Purposeful Debates

A debate should be the expression and comparison of ideas.

One side should challenge the other when necessary, and the ideal outcome is that all parties are able to say their piece, distinguish their arguments from those of their opponent, and walk away knowing that information was shared. Everyone learned something, even if they didn’t agree with everything that was said.

When is the last time you walked away from a political debate feeling enlightened? In most cases, such ‘debates’ are no more than parallel speech-fights, where one combatant has their say while the other nods their head condescendingly before launching into their own monologue. The speeches presented generally somehow relate to the question asked, but rarely answer them with specifics, and sometimes veer so far off course that they answer questions that weren’t asked.

Of course, politics isn’t alone in incentivizing such debates. Most formalized arguments over ideological topics end up the same way, with both sides talking past the other, minds made up ahead of time. Who has ever been shouted at by a political, technological, or religious diehard and had their mind changed as a result?

This isn’t to say that it’s impossible to have a productive debate. They do happen from time to time, though rarely in public, and rarely between people who are elected into their jobs. But it’s incredibly difficult, and generally only possible if everyone involved enters with the intent of learning as well as teaching.

Imagine entering into an ideological discussion not knowing what you’ll believe when it’s over, knowing the other people involved can be convinced, as well.

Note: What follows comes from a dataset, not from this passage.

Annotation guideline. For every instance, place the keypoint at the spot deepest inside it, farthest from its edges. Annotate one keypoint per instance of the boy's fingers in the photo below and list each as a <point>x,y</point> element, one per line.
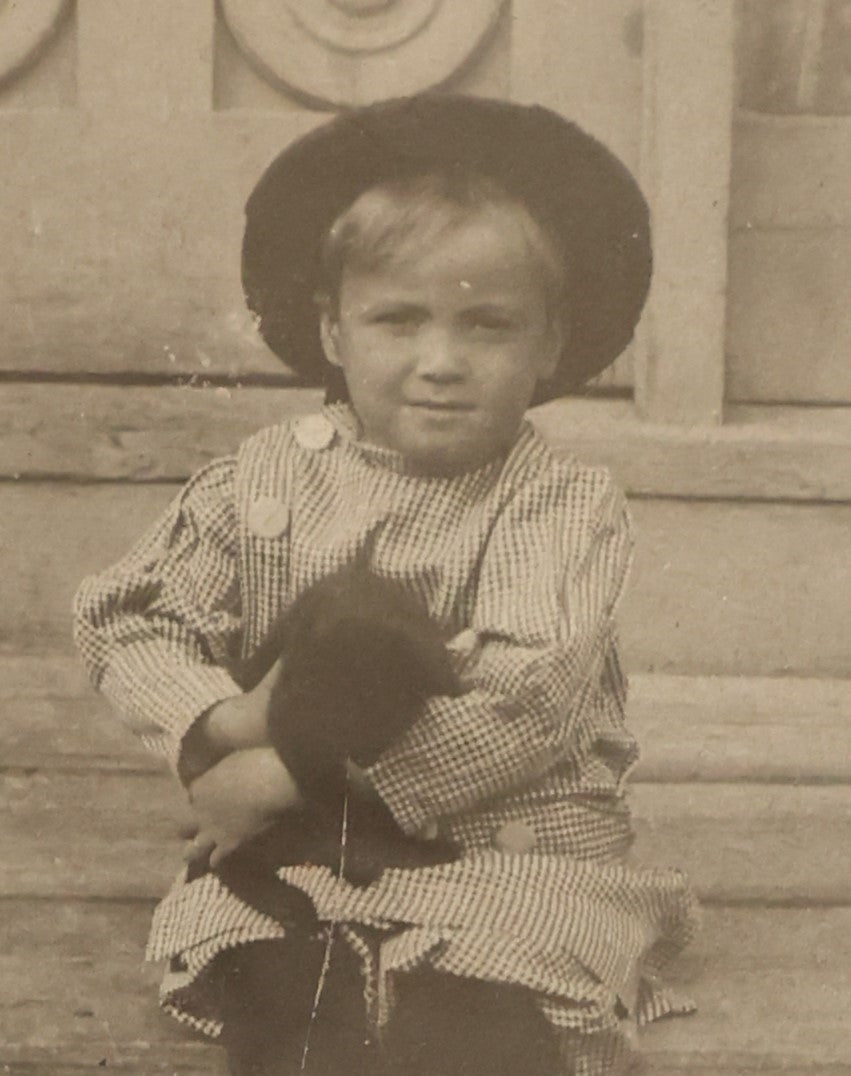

The concept is almost beyond comprehension in some settings, but it’s nice to think we all might be open to learning and adjusting based on new information rather than holding to party, faith-based, or other ideological lines, too stubborn to listen to what other minds with other ideas and other perspectives from which to view problems have to say.

Update: February 22, 2017

I’ve written about this topic a few times since this post was published, and almost always hear from people who read them, wondering how it is that we manage to say so much but convey so little. People have trouble imagining purposeful debates, which speaks volumes about where we are in terms of public debate, in particular.

Of all the tricky things I sometimes ask people to consider, I think one of the most tricky to fathom is the idea of entering a discussion or debate, willing to be convinced, not just to try to convince.